Ethereum price prediction: Can $1,671.58 resistance hold? ETH trades sideways
Ethereum (ETH) is trading at $1,665.88, up 0.33% on the day and registering a modest gain in a low-volatility session. The asset currently sits below its key moving averages, reflecting ongoing technical pressure.
Highlights
- SEC approval of the T. Rowe Price Active Crypto ETF, which includes Ethereum, expands institutional access to ETH investment.
- Exchange reserves hit a record low of 14.5 million ETH as coins moved into staking and institutional treasuries, tightening liquid supply.
- ETH/USD trades below key moving averages, with a bearish trend and predicted range of $1,630.59 to $1,785.85 for the next 2–3 days.
Institutional entry and falling reserves tighten supply dynamics
The U.S. Securities and Exchange Commission's approval on June 13, 2026 of NYSE Arca's proposal to list the T. Rowe Price Active Crypto ETF, which includes Ethereum, opens new institutional channels for ETH investment and may drive greater liquidity according to cryptonews.net.

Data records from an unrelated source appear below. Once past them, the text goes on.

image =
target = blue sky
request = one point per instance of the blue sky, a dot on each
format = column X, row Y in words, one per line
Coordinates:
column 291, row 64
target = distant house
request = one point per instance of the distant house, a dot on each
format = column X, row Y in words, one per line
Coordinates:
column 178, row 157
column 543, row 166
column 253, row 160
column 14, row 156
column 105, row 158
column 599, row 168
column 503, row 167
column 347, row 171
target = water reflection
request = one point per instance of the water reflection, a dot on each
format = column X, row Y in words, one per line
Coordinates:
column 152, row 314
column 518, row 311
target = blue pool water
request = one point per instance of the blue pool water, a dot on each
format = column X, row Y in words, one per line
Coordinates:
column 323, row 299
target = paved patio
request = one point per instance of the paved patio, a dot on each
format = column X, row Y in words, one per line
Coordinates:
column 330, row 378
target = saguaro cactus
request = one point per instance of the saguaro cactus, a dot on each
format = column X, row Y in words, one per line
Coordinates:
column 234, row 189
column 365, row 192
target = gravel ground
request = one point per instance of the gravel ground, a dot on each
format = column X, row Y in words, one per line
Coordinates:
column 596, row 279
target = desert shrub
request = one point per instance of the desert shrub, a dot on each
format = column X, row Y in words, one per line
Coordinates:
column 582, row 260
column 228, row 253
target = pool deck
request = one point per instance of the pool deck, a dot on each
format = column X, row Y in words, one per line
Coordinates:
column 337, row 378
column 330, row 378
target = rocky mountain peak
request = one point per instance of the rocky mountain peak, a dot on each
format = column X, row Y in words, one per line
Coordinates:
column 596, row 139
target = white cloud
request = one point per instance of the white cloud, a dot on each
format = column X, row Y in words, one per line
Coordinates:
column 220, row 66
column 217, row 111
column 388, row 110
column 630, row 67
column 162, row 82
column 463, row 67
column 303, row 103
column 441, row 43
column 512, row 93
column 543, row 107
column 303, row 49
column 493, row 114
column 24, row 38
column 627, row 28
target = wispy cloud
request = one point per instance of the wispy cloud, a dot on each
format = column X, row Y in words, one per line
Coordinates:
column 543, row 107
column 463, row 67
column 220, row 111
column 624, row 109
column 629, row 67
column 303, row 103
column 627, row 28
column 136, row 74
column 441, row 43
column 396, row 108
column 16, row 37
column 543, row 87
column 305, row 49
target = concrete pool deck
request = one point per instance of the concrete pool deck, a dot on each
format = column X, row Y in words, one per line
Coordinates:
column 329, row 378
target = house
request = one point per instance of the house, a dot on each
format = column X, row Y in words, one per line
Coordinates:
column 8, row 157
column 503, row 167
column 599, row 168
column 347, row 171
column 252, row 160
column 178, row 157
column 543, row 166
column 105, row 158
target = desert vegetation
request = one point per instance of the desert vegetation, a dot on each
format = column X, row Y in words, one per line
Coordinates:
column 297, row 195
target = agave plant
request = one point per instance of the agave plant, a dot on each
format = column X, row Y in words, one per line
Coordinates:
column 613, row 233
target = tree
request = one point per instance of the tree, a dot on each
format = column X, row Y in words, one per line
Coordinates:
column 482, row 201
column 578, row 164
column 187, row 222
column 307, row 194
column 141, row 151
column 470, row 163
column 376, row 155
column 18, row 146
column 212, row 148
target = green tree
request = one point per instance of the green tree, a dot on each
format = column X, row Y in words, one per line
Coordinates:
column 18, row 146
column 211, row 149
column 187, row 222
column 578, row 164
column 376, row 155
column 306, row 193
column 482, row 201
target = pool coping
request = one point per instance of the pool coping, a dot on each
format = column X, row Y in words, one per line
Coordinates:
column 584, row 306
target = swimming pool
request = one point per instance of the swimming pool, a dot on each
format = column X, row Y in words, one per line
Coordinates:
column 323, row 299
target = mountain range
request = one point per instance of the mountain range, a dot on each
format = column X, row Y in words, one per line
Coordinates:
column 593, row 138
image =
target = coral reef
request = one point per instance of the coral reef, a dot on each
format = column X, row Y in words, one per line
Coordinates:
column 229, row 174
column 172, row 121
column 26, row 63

Concurrently, Ethereum exchange reserves dropped to a record low of 14.5 million ETH, per parameter.io and AMBCrypto, reflecting a move of coins off exchanges that reduces immediately available supply. Additional on-chain activity saw increased ETH transfers into staking protocols and institutional treasuries, while derivatives market participation hit a new high with Binance open interest at record levels as reported by Benzinga and criptolog.com. These developments collectively highlight a combination of increasing institutional participation and tightening liquid supply.
Support persists despite seller dominance and neutral momentum
On the technical front, ETH/USD is currently trading under the MA-20 ($1,667.73), MA-50 ($1,666.06), and MA-200 ($2,421.84), establishing $1,671.58 (Ichimoku Kijun) as immediate resistance. The downside is guarded by support at $1,630.59, while resistance on the upside extends to $1,785.85. On the hourly chart, MACD and ADX readings remain neutral. RSI stands at 48.23 and CCI is also in the Sell zone, with both BBP and Stoch RSI flagging oversold territory, indicating that sellers are currently dominant in the short term. The Awesome Oscillator is neutral, suggesting no strong directional bias.
Rangebound outlook as downside risk edges out breakout odds
Over the next 2 trading days, Ethereum is likely to remain rangebound between $1,630.59 support and $1,785.85 resistance, reflecting its typical volatility band relative to current levels. There is a 39% chance of an upward breakout, though the likelihood of a downward move remains greater based on present conditions. A bullish scenario would require a decisive move above the $1,671.58 resistance, while a bearish outcome could be triggered by a drop below $1,630.59.
Earlier, analysts noted that Ethereum faced persistent downside risk amid weak institutional demand and ongoing capital outflows driven by geopolitical and macroeconomic pressures. The latest developments—highlighting record-low exchange reserves and newly approved ETF channels—suggest a potential shift toward tighter supply and renewed institutional interest, making the $1,671.58 resistance a key inflection point for traders monitoring shifts in market momentum.